Отец

Мне часто снится один и тот же сон. Я стою на праздничной первомайской демонстрации с папой. Он наклонился ко мне и привязывает к флажку красный шарик. Папины широкие морщинистые ладони с короткими пальцами. Они очень теплые и ласковые. Вот он берет меня за руку, и мы идем в толпе демонстрантов. Слышится: "Ура трудящимся города". И папино громкое:
- Урааааааааааааааааааааа
и я тоже с радостью подхватываю:
- Улаааааааааааааааааааааааааа
Я просыпаюсь. Нет, это совсем не сон. Я помню , это было на самом деле.

Папа очень любил нас, своих детей. Был строг, но всегда добрый, он желал нам счастья. Его жизнь была очень нелегкой.

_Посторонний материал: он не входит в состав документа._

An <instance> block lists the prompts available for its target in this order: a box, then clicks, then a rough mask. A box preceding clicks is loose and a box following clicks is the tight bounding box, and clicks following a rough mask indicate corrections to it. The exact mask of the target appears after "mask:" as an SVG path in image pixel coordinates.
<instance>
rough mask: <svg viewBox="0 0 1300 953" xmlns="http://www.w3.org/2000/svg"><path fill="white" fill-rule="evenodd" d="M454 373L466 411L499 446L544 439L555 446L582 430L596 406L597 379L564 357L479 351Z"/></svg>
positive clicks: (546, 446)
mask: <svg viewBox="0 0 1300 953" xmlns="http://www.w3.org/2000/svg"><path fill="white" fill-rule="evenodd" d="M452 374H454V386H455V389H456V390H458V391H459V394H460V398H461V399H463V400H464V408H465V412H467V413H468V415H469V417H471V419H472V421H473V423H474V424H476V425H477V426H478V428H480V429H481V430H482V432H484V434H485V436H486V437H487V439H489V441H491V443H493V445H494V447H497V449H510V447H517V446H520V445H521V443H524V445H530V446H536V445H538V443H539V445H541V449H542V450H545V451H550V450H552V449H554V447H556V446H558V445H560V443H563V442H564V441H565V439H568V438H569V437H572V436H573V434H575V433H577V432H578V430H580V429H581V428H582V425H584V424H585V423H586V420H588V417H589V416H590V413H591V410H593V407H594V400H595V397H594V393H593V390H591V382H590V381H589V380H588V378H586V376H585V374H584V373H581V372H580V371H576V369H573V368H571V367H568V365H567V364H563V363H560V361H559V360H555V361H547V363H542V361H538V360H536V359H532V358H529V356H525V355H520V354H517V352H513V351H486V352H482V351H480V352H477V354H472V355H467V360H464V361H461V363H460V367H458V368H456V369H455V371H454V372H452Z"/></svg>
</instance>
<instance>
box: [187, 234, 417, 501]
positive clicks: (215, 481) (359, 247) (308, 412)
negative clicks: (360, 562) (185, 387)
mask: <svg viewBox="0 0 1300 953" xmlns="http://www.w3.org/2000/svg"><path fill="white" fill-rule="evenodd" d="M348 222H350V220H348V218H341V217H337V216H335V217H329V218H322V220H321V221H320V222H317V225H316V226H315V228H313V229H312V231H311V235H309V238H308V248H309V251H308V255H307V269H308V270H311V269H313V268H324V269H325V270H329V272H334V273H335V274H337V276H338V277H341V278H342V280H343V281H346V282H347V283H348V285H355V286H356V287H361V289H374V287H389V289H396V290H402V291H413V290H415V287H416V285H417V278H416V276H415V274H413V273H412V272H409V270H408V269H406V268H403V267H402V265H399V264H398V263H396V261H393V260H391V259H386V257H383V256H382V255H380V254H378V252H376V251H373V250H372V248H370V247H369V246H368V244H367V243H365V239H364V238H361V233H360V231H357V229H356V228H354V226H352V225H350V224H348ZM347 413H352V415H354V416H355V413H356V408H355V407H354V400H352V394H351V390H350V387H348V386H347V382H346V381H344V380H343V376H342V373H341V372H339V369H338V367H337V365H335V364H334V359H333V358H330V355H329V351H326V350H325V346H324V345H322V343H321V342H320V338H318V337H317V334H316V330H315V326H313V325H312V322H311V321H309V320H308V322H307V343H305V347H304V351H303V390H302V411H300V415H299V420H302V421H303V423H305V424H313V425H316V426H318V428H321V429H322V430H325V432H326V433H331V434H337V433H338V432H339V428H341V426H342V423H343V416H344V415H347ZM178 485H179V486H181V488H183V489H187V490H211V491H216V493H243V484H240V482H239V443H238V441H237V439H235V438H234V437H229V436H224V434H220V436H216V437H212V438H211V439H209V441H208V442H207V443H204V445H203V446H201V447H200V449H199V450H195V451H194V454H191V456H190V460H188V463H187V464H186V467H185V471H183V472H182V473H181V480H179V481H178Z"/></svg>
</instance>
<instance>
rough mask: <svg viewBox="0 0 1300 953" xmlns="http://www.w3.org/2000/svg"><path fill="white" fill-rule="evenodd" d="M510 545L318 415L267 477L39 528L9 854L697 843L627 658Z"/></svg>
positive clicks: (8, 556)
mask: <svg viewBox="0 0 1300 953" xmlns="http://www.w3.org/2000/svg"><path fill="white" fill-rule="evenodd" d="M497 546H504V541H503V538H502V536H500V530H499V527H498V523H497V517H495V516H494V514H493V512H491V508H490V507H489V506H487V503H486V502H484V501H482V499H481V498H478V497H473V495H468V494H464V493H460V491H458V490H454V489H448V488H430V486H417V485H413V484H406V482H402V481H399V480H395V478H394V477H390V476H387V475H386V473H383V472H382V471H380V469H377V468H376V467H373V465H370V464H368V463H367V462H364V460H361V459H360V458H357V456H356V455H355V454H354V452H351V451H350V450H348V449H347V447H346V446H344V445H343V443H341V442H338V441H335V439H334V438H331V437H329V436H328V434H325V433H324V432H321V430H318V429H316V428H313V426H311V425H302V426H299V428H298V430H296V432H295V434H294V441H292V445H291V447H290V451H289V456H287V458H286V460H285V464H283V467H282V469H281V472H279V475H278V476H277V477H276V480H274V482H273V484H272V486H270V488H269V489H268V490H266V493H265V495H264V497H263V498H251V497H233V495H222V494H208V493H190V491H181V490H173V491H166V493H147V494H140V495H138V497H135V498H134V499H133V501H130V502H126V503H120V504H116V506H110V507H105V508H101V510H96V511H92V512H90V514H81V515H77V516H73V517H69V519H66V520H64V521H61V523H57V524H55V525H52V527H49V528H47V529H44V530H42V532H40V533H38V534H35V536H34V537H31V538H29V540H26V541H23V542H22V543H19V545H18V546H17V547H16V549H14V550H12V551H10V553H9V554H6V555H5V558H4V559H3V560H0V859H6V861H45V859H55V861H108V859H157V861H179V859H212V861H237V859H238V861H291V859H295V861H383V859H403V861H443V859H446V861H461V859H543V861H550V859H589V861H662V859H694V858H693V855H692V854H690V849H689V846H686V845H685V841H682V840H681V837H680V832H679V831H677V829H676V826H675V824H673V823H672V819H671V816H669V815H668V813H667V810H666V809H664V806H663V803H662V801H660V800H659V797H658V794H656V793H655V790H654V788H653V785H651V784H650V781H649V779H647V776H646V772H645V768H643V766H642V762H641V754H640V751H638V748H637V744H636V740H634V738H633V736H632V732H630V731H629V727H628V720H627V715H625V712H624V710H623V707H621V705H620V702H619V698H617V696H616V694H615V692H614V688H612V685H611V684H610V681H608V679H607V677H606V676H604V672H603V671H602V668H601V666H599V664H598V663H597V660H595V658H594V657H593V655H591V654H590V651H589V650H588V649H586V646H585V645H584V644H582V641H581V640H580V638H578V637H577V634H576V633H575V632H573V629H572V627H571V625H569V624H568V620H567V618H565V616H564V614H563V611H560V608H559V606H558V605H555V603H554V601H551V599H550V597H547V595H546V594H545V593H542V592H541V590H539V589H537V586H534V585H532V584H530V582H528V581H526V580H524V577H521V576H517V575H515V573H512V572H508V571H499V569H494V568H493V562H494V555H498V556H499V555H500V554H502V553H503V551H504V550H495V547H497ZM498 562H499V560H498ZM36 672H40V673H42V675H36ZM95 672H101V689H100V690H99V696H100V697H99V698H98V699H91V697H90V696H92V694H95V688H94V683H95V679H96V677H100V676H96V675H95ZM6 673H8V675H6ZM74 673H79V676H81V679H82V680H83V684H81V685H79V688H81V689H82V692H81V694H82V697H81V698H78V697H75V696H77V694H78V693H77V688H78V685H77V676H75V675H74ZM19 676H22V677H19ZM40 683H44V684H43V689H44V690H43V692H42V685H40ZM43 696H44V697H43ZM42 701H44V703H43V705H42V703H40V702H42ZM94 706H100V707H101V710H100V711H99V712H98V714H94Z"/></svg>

У него тоже когда-то был папа. Дед и его семья жили, как и многие еврейские семьи, в совершенно небольшом местечке под уездным центром России - Гомелем, Шерстине. Мой дед Мендель был мясником, владел небольшим (а может и большим, не знаю) мясным магазином в Буда-Кошелеве, что тоже в той возле того самого Гомеля. Правда от своей тетки слышал, что вроде магазин принадлежал семье бабушки, но тетка уже умерла и спросить точно не у кого. А в те давние еще дореволюционные времена семья жила за счет того магазина, мальчики в семье помогали своему отцу в магазине. Готовили их, мальчиков по коммерческой линии, девочек готовили по бухгалтерской. Так во всяком случае говорила мне тетя.

На интернете нашел, что энциклопедический словарь Брокгауза и Эфрона пишет о родине моего отца:
Шерстин— местечко Могилевской губернии, Рогачевского уезда, в 90 верстах от уездного города, при реке Сож. Жителей около 800; православная церковь, еврейская молитвенная школа, училище.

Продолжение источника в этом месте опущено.